Other maximum number of disks?

Hi,
simple question (which i cannot find answer, hint where to look is also appreciated):

how much /dev/da* (or /dev/pass*) devices is possible to have in FreeBSD (11+) ?

background: server is talking with Fibrechannel storage array, and for each defined "disk" on array, there are 8 disks on FreeBSD side (due to FC multipathing).
for example if there are 18 disks (LUNs) are presented from storage array, FreeBSD will see it as 162 disks. where is upper limit?
its obvious that Fibrechannel is limited to 255 devices (lun numbers) but that will be seen to FreeBSD as 2040 /dev/da* entries.

thx
 
cam unit number is uint32 so looks ok
i tried this and it worked

for i in $(jot 2000);do dd if=/dev/zero of=file_$i bs=16k count=1;mdconfig -t vnode file_$i;done

# gstat -f ^md -b|wc -l
2002
 
I keep rereading the OP and thinking "please for the sake of your sanity use labels to make whatever filesystems/zpools you use"
 
mer: While I don't use FreeBSD on SAN I remember very vividly hitting this kind of issue on few big accounts on HP-UX (back then 11.11 and 11.23, 11.31 made it way better).
Issue OP is asking about though is the same, especially when multipath is working on top of those devices. Labeling does not avoid possible issues he may run into (unable to zone in more disks as he hit the limit).
 
  • Like
Reactions: mer
I keep rereading the OP and thinking "please for the sake of your sanity use labels to make whatever filesystems/zpools you use"
Absolutely. When dealing with systems at scale, a few tools are needed for comfort and convenience. One: Use multipath at a very low level, so instead of having to deal with eight different /dev/daX devices that are all the same disk, there is only one /dev/multipath/A device. Second, if you are dealing with JBODs, use some good enclosure management software, so you don't have to identify the disk as /dev/daX or /dev/multipath/A, but as "middle rack, third enclosure from the bottom, disk in the 7th slot counting left to right". Third, write some software (scripts or part of a larger system) that keeps really good records. For example: Seagate model 1234 serial number ABC987 was last seen in the middle rack, third enclosure from the bottom, disk in the 7th slot counting left to right, on November 21 at 2:49 in the afternoon. It was identified as /dev/multipath/A, which consisted of individual paths /dev/daX and /dev/daY. Its partition label says it is called RalphBSz_data_4, and it is part of the ZFS pool home_data. Then anytime this information changes, update this (automatically), or leave log records so you can track the history. When things go wrong, these kinds of records are super useful, in particular if some part of the hardware makes it so you can't inquire what is where.

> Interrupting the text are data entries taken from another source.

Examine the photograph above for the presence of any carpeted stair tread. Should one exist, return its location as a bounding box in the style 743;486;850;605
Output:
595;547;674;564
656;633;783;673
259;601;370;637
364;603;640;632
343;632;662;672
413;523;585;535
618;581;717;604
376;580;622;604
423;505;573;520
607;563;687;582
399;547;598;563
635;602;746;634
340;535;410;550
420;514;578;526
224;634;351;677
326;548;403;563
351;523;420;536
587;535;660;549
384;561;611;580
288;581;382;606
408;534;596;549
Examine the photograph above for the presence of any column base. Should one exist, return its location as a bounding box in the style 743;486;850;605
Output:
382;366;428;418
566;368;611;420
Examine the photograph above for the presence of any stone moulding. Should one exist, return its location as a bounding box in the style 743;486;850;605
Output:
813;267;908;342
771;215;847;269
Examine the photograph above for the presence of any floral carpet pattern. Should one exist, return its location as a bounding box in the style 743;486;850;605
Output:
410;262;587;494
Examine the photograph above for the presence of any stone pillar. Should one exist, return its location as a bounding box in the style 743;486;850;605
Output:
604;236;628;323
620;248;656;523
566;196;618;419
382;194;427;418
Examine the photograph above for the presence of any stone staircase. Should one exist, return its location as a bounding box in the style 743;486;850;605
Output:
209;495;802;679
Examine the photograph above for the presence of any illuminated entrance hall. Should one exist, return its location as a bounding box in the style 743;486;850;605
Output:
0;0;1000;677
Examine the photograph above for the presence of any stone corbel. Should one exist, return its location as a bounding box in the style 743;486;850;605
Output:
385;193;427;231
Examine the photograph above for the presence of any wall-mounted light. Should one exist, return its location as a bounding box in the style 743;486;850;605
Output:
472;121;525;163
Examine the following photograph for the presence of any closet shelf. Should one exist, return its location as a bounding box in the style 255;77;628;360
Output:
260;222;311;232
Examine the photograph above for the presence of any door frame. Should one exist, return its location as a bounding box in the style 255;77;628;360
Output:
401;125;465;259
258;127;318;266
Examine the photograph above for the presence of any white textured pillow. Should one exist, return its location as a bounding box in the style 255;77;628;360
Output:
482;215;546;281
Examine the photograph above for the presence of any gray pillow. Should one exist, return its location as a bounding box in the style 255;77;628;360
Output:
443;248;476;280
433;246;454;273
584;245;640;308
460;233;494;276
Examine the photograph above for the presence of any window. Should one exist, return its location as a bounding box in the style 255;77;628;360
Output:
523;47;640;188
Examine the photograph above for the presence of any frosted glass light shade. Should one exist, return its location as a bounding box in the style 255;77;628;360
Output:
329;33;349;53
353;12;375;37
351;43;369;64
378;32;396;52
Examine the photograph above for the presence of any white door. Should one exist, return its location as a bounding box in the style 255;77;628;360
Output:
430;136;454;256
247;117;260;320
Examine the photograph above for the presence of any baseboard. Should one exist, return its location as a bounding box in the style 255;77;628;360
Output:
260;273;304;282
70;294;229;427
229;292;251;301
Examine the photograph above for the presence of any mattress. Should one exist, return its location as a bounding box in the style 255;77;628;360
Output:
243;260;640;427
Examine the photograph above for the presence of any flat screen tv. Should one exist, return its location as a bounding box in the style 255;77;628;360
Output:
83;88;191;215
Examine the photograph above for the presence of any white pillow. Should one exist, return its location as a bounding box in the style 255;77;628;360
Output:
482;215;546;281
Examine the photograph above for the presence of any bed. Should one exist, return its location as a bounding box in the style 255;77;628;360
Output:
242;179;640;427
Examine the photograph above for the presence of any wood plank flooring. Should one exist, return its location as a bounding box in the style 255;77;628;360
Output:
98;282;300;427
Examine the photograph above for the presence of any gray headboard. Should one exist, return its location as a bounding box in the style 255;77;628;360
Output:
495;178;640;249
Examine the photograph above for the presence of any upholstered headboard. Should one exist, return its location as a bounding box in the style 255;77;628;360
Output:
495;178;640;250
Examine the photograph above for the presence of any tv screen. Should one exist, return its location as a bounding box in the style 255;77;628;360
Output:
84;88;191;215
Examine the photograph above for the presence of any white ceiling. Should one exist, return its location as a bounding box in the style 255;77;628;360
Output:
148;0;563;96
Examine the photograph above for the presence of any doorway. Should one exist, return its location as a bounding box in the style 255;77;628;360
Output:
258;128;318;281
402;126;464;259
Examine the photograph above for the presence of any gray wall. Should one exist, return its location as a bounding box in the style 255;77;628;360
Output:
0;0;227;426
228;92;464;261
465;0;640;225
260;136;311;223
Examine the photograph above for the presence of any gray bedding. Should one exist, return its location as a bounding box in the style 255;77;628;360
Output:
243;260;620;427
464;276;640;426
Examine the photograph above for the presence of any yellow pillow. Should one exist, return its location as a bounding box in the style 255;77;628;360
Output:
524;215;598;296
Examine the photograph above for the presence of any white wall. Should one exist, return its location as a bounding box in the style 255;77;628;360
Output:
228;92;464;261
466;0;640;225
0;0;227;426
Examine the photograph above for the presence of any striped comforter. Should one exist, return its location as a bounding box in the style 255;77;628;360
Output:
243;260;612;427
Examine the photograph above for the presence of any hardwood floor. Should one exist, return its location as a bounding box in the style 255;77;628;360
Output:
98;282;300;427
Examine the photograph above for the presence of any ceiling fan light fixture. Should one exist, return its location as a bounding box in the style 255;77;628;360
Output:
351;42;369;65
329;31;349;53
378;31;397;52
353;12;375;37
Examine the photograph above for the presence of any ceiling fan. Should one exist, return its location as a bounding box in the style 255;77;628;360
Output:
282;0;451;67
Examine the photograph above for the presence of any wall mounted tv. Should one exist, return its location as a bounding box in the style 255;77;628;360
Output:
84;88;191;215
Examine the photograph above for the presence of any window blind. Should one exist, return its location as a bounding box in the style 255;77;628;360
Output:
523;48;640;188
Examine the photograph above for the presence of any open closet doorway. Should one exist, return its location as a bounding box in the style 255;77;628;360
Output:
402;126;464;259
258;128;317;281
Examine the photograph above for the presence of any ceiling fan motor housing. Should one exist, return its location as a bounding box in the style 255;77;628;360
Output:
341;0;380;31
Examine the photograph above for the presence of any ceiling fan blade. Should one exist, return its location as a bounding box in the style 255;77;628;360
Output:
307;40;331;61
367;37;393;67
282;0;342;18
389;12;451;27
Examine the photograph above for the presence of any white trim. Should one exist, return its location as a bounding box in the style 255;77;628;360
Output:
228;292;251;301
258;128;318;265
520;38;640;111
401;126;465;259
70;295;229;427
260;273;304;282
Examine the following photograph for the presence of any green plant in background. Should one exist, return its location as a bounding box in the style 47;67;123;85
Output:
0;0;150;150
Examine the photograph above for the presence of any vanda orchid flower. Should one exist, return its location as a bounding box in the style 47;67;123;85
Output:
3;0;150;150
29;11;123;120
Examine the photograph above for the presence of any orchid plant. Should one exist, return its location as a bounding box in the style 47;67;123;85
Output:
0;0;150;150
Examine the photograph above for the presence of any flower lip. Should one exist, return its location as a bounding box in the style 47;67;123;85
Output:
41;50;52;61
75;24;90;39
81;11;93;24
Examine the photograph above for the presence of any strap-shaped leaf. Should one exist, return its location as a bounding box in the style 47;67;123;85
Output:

Quiz: Where would you store those records? On the disks themselves? If yes, how? <- Just kidding, don't answer that, it's a really complex question.
 
  • Like
Reactions: mer
I was curious to see if I can push it through the 4096 without looking at the source code (because sometimes it's just fun to try). The way I have my lab set though I was not able to use multipath here. I used Solaris as target and pushed 4274 disks to FreeBSD. I did rescan camcontrol rescan and .. ? kernel panic :). Perfect, I found a bug.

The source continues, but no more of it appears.